The Nigerian Content Development and Monitoring Board has said it will embark on a forensic audit of the nation’s oil and gas industry in a bid to ensure full compliance with the Nigerian Content Development Fund.
The Executive Secretary, NCDMB, Mr. Simbi Wabote, stated this on Monday in Lagos at a stakeholders’ forum on the NCDF remittances.
The NCDF was established by Section 104 of the Nigerian Oil and Gas Industry Content Development Act of 2010, and provides that one per cent of the value of every contract in the upstream sector of the industry should be deducted at source and paid into the fund.
The Act also gives the NCDMB the mandate to manage the fund and employ it for projects, programmes and activities directed at increasing Nigerian content in the industry.
As of November 2016, the fund stood at $600m, according to the NCDMB.
Wabote said the forum was specifically intended to provide a window for all entities to understand the channels for making their remittances to the board.
He said, “The board will embark on a forensic audit of the industry with a view to tracking and recovering the NCDF held in some covered entities.
“Having been in existence for nearly seven years, one would expect that most industry stakeholders will be complying with remittances to the NCDF in all ramifications.”
According to him, the NCDMB is aware of infractions by some covered entities with regards to deductions and remittances meant for the NCDF.

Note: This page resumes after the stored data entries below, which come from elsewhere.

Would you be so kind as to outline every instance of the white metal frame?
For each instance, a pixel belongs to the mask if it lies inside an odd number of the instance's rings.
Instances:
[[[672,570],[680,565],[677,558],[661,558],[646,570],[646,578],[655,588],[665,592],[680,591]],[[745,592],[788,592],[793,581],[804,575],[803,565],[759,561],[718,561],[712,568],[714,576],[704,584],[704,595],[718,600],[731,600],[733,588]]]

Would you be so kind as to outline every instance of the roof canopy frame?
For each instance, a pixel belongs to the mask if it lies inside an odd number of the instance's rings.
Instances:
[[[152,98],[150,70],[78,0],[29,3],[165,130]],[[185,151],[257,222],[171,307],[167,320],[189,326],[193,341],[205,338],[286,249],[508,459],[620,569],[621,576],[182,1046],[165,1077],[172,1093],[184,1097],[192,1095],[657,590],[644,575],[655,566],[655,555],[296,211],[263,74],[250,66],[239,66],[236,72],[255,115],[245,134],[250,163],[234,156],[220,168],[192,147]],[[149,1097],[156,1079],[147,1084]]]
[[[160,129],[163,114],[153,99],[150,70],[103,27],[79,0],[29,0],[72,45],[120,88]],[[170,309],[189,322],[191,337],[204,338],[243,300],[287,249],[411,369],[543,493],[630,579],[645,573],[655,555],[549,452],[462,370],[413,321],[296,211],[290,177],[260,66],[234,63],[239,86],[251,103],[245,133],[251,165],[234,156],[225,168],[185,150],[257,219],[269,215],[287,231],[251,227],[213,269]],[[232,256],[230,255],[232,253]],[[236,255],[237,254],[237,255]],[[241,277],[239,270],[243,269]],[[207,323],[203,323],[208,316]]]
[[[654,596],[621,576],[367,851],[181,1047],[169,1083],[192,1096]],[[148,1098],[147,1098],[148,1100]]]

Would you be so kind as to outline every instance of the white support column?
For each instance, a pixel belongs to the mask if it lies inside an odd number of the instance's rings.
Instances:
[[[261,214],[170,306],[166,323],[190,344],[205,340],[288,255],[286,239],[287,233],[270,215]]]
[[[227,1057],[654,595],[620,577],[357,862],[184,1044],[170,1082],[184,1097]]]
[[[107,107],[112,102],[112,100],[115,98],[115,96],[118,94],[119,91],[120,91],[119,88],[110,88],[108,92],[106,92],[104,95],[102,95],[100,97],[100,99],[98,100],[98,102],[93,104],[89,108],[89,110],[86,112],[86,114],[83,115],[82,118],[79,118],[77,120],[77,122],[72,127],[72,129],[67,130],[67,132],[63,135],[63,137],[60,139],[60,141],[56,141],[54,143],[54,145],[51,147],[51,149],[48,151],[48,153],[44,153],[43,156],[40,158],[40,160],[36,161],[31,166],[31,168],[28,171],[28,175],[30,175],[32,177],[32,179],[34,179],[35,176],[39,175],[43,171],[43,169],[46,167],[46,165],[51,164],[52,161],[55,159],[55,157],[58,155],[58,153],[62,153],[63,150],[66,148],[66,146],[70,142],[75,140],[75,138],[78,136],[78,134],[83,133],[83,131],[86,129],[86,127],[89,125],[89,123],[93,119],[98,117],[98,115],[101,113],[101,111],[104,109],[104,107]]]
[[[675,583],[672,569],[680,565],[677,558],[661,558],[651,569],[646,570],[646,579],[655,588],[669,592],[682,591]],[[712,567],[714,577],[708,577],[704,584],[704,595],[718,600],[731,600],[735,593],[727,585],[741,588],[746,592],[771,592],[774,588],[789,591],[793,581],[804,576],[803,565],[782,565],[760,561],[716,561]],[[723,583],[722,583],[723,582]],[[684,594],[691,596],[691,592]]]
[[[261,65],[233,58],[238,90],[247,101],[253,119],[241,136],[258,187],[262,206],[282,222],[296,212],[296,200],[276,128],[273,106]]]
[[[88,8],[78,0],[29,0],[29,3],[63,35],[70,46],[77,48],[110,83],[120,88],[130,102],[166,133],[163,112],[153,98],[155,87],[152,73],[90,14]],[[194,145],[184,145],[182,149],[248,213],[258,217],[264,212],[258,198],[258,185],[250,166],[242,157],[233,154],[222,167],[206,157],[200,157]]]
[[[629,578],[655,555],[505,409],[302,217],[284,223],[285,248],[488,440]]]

Wabote said, “For the avoidance of doubt, the NCDF deductions and remittances apply to all operators, contractors, sub-contractors, alliance partners and other companies, including, but not limited, to exploration and production companies; gas producing, processing and compressing companies; EPC and EPCI companies; Original Equipment Manufacturers and all other service companies involved in any project, operation, activity or transaction in the upstream sector of the Nigerian oil and gas industry.”
He noted that the board opened up the fund for utilisation from 2013 based on the approved operating model that segmented 70 per cent of the fund to financing commercial interventions, and 30 per cent for developmental initiatives and activities carried out by the board on behalf of the industry.
He said under commercial interventions, the fund was leveraged to provide 30 per cent partial guarantee to commercial banks for loans granted to oil and gas service companies towards financing project execution, asset acquisition or facility upgrade.
“It also provided 50 per cent interest rebate on performing loans. Beneficiaries of the fund include Ladol, Starz and Vandrezzer,” Wabote said.
The NCDMB boss said the introduction of the Treasury Single Account policy by the Federal Government and the need to deepen accessibility of the fund for critical activities created the need to re-engineer the operating model.
He said the board had fully complied with the TSA policy by opening naira and foreign currency accounts in the Central Bank of Nigeria, into which all the NCDF remittances were to be made.
“Let me stress that the NCDMB does not operate an account in any commercial bank, contributors are, therefore, expected to pay all remittances into the NCDF accounts in the CBN,” he said.
Wabote added that the board had commenced engagements with multilateral institutions, such as the United Kingdom Export Finance, to attract cheaper funds for developing Nigerian content.